September 15, 2011 at 11:51 am
So after my fail in the first post I recreated the problem. The goal is to optimize this query in two ways:
- Do I really need a nested select statement?
- The "CASE WHEN" statements are really slow on a large dataset. Is there a better way?
This is the query:
select
Sold_To_Country,
sum(Sales_New_York) Sales_New_York,
sum(Sales_Detroit) Sales_Detroit,
sum(Sales_Los_Angeles) Sales_Los_Angeles,
sum(Sales_Paris) Sales_Paris,
sum(Sales_Lyon) Sales_Lyon,
sum(Sales_Bonn) Sales_Bonn,
sum(Sales_Hamburg) Sales_Hamburg,
sum(Sales_Frankfurt) Sales_Frankfurt
from
(
select
b.Sold_To_Country,
(case when ToCity = 'New York' then SUM(SalesAmount) else 0 end) Sales_New_York,
(case when ToCity = 'Detroit' then SUM(SalesAmount) else 0 end) Sales_Detroit,
(case when ToCity = 'Los Angeles' then SUM(SalesAmount) else 0 end) Sales_Los_Angeles,
(case when ToCity = 'Paris' then SUM(SalesAmount) else 0 end) Sales_Paris,
(case when ToCity = 'Lyon' then SUM(SalesAmount) else 0 end) Sales_Lyon,
(case when ToCity = 'Bonn' then SUM(SalesAmount) else 0 end) Sales_Bonn,
(case when ToCity = 'Hamburg' then SUM(SalesAmount) else 0 end) Sales_Hamburg,
(case when ToCity = 'Frankfurt' then SUM(SalesAmount) else 0 end) Sales_Frankfurt
from
dbo.CountriesInvolved a inner join dbo.Sales_City b
on a.Sold_To_Country = b.Sold_To_Country
group by b.Sold_To_Country, ToCity
) c
group by Sold_To_Country
September 15, 2011 at 12:00 pm
i think you can just do it with inline SUM..CASE...
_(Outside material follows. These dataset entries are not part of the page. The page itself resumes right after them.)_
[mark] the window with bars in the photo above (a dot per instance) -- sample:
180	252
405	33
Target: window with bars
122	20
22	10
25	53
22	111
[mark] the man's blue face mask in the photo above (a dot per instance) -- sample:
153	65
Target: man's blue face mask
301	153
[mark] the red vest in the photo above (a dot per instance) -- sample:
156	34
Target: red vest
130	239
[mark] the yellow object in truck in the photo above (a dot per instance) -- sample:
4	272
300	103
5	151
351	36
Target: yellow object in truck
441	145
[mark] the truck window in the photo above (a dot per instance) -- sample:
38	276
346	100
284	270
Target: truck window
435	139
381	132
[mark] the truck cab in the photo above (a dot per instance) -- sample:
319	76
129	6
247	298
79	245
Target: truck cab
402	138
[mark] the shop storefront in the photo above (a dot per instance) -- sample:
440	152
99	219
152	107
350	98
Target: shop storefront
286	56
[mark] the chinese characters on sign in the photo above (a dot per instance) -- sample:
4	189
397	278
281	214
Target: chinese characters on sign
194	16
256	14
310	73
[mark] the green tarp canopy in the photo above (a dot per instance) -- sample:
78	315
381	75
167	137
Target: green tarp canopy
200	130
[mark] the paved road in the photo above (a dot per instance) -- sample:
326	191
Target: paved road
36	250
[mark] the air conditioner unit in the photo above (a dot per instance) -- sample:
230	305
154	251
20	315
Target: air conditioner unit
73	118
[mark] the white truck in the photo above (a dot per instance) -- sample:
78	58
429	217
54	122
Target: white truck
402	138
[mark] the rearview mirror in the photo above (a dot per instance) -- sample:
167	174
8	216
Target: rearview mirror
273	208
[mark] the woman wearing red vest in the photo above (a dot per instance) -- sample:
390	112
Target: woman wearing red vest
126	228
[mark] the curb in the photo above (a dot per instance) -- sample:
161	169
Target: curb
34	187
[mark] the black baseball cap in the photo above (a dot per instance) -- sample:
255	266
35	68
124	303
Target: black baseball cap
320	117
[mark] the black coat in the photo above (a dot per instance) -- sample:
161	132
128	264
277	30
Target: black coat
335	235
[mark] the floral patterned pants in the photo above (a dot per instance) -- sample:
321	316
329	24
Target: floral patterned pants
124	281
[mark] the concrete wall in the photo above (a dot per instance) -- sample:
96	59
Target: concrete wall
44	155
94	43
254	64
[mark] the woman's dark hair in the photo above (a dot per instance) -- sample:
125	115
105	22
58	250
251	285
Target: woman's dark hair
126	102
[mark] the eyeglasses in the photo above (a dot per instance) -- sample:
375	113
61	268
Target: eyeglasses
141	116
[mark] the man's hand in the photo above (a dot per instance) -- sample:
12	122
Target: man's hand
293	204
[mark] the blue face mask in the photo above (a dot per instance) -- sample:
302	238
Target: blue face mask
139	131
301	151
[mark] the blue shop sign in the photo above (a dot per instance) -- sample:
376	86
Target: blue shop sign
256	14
you almost had the syntax in your example:
does this do what you wanted?
SELECT
b.Sold_To_Country,
SUM(CASE WHEN ToCity = 'New York' THEN (SalesAmount) ELSE 0 END) Sales_New_York,
SUM(CASE WHEN ToCity = 'Detroit' THEN (SalesAmount) ELSE 0 END) Sales_Detroit,
SUM(CASE WHEN ToCity = 'Los Angeles' THEN (SalesAmount) ELSE 0 END) Sales_Los_Angeles,
SUM(CASE WHEN ToCity = 'Paris' THEN (SalesAmount) ELSE 0 END) Sales_Paris,
SUM(CASE WHEN ToCity = 'Lyon' THEN (SalesAmount) ELSE 0 END) Sales_Lyon,
SUM(CASE WHEN ToCity = 'Bonn' THEN (SalesAmount) ELSE 0 END) Sales_Bonn,
SUM(CASE WHEN ToCity = 'Hamburg' THEN (SalesAmount) ELSE 0 END) Sales_Hamburg,
SUM(CASE WHEN ToCity = 'Frankfurt' THEN (SalesAmount) ELSE 0 END) Sales_Frankfurt
FROM dbo.CountriesInvolved a
INNER JOIN dbo.Sales_City b
ON a.Sold_To_Country = b.Sold_To_Country
GROUP BY b.Sold_To_Country, ToCity
Lowell
September 15, 2011 at 1:11 pm
It's not the desired result. Here's the deal:
Using this query:
select
b.Sold_To_Country,
(case when ToCity = 'New York' then SUM(SalesAmount) else 0 end) Sales_New_York,
(case when ToCity = 'Detroit' then SUM(SalesAmount) else 0 end) Sales_Detroit,
(case when ToCity = 'Los Angeles' then SUM(SalesAmount) else 0 end) Sales_Los_Angeles,
(case when ToCity = 'Paris' then SUM(SalesAmount) else 0 end) Sales_Paris,
(case when ToCity = 'Lyon' then SUM(SalesAmount) else 0 end) Sales_Lyon,
(case when ToCity = 'Bonn' then SUM(SalesAmount) else 0 end) Sales_Bonn,
(case when ToCity = 'Hamburg' then SUM(SalesAmount) else 0 end) Sales_Hamburg,
(case when ToCity = 'Frankfurt' then SUM(SalesAmount) else 0 end) Sales_Frankfurt
from
dbo.CountriesInvolved a inner join dbo.Sales_City b
on a.Sold_To_Country = b.Sold_To_Country
group by b.Sold_To_Country, ToCity
Results in this:
So I built another query around it (which can be seen in the first post,) sum again and have only one group left (without a subgroup):
And that's the desired result. So that's challenge 1.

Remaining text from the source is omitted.